Managed investment trusts
In the 2018-19 Federal Budget, the Government announced that Managed Investment Trusts (MITs) will be prevented from applying the capital gains discount at the trust level. Additionally, new jurisdictions have been added to the list of information exchange countries, which means residents in these jurisdictions will be eligible to access the reduced MIT withholding tax rate of 15%.
MIT withholding tax
Currently, MITs are required to withhold a final withholding tax of 15% from fund payments made to non-Australian members who are resident in listed information exchange countries, or 30% if payment is made to a non-resident in a non-listed information exchange country.
The list of information exchange countries will be updated from 1 January 2019, to include 56 new jurisdictions, allowing residents in these countries to gain access to the reduced MIT withholding tax rate of 15%.
Removal of the capital gains discount
Broadly, a MIT or Attribution MIT’s (AMITs) fund payment consists of the net Australian-sourced income, including capital gains from Australian sources. Where the MIT or AMIT has made a capital treatment election, its net income may include capital gains eligible for the 50% discount. As such, the fund payment amount on which withholding tax is applied is post the capital gains discount.

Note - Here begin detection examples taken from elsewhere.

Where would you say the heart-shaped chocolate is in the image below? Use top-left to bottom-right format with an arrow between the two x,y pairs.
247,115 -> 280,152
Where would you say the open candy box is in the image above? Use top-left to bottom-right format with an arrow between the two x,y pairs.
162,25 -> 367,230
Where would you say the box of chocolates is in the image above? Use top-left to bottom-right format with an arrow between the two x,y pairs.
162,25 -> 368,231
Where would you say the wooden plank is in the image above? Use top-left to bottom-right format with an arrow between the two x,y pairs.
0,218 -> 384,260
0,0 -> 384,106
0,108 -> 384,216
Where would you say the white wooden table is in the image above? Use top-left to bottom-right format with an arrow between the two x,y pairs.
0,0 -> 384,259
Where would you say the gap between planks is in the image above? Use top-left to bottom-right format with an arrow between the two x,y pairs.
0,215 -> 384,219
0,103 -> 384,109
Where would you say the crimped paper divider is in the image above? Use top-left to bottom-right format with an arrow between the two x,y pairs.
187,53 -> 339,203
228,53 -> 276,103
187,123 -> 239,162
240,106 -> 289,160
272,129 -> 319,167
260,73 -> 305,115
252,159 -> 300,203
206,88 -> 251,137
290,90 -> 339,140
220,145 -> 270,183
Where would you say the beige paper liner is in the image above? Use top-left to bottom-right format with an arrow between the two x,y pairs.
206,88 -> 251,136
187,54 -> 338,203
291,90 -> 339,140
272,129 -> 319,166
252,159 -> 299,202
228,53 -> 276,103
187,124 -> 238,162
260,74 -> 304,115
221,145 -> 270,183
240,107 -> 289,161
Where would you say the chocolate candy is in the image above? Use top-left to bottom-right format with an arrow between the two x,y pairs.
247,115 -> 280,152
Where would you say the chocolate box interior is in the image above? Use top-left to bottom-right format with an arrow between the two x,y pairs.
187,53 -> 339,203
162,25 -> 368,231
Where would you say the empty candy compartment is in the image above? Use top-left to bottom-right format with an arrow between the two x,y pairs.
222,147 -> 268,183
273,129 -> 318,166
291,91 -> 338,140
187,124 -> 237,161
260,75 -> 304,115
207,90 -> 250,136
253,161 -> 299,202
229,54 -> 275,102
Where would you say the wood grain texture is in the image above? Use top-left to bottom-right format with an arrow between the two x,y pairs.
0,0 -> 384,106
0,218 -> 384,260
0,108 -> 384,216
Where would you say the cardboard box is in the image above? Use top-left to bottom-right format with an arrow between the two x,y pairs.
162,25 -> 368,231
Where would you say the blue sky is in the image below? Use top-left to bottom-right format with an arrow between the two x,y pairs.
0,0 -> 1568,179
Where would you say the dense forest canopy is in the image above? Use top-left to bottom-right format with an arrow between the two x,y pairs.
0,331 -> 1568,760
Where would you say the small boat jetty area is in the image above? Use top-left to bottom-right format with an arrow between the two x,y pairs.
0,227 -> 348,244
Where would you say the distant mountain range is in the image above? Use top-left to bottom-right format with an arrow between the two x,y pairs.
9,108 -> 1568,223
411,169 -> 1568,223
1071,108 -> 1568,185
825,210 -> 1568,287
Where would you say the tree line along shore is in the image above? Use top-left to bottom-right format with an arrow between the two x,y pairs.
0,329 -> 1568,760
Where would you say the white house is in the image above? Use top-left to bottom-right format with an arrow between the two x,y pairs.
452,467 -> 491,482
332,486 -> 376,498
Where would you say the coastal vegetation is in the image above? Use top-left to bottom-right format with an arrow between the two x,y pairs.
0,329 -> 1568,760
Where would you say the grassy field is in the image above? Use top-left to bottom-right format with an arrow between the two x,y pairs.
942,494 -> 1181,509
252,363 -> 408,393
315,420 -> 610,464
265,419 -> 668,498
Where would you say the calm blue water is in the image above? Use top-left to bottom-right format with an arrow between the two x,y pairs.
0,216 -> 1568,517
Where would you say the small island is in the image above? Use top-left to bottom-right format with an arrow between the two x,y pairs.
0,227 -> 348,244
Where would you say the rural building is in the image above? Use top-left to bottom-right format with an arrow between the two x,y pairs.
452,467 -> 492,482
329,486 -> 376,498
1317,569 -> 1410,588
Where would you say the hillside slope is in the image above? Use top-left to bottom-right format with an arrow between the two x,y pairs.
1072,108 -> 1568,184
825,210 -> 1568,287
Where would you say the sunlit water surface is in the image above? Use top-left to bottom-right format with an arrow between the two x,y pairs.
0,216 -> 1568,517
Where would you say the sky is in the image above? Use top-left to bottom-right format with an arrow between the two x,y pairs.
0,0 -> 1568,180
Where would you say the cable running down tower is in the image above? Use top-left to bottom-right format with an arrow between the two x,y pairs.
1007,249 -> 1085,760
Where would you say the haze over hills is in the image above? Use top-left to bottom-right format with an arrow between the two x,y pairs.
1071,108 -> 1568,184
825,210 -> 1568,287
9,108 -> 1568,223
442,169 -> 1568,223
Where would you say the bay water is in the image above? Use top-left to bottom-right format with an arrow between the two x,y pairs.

From 1 July 2019, it is proposed that MITs and AMITs will no longer be eligible to apply the 50% capital gains discount at its own trust level. The net capital gains income of the MIT and AMIT will correspondingly be doubled and, as such, the fund payment and withholding tax will also be doubled.
This change will only affect non-resident members of the MIT or AMIT. The capital gains will continue to be discountable in the hands of any Australian resident beneficiaries.
This measure brings the MIT withholding regime in line with the Government’s recent measures taxing non-resident property holders, which included the removal of the capital gains discount for non-Australian tax residents. This imposes a higher final withholding tax amount and prevents non-resident beneficiaries who are not entitled to the capital gains discount in their own right from benefiting from the discount at the trust level.
Whether it acts as a disincentive for foreign investors remains to be seen.